SimonDedman / gbm.auto

Machine-learning Boosted Regression Tree software suite for species distribution modelling in R
https://doi.org/10.1371/journal.pone.0188955
Other
15 stars 6 forks source link

Low-N Sensitivity analysis, bootstrapping, optimising #18

Open SimonDedman opened 6 years ago

SimonDedman commented 6 years ago

Chuck stuff: It does seem that the Gaussian models stop working reliably (I got individual runs to work for bull and sandbar sharks, but could never get the same parameters to work more than once) somewhere between 44 and 33 “positive” sets. I wonder if it might be worth a separate paper doing some kind of sensitivity analysis to figure out where that line actually is? [chuck]

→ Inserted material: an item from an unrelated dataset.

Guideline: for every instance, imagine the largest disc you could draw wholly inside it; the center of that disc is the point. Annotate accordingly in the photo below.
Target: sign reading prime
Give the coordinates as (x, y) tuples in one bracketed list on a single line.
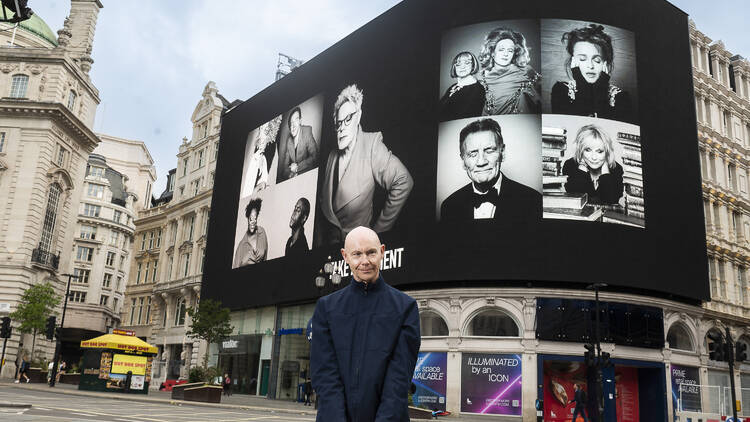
[(495, 142)]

A bootstrapping function. Essentially looping the same params, but removing random single/multiple rows/columns of data to test for e.g. time series effect even if single year splits aren't powerful enough to run a BRT on their own because of insufficient data. library(boot) boot() see https://www.r-bloggers.com/the-wonders-of-foreach/ So maybe this kind of analysis could fit into the coding for one of these? Or all 3 together. They're all clearly related. Repeating, sometimes taking stuff out, and collating answers at the end. SD: I'm just bouncing an idea around my head whereby the code could:

  1. run lower and lower (individual bin & gaus) lr/bf combos until it they failed
  2. repeat the last working one a few times to test for resilience
  3. Creep down a LITTLE bit to see if it can go a bit lower reliably (settable aggression parameter)
  4. Essentially iterate until its got it's lowest reliable number
  5. Describe the curve of lr/bf combo and (reliable) success rate, noting run time.
  6. Do this for a number of species
  7. Bootstrap to make the data poorer and poorer (manual after this point?)
  8. Throw all the results together to see if we have something that looks to reveal an underlying relationship, i.e. data strength vs gbm success & processing time
  9. Describe that relationship for various species.
  10. Are there commonalities?
SimonDedman commented 5 years ago

Much of this concept is subsumed within the gbm.tune plans; once gbm.tune is complete then steps 1-4 are done. Could then potentially add run time code (easy) but is that important? Will people want a tradeoff of less time for worse CV? I haven't yet worked with really really big data, maybe this is a thing?

Making data poorer bootstrapping: how much value gained by this? End up with a sense of a rule of thumb for what's likely to work, in terms of what? N, positiveN, variance, Nexpvars? Could bundle this into bfcheck? And/or update bfcheck & gbm.tune to be a one-stop-shop for pre-run testing? gbm.tune() params to be identical to gbm.auto (loop?)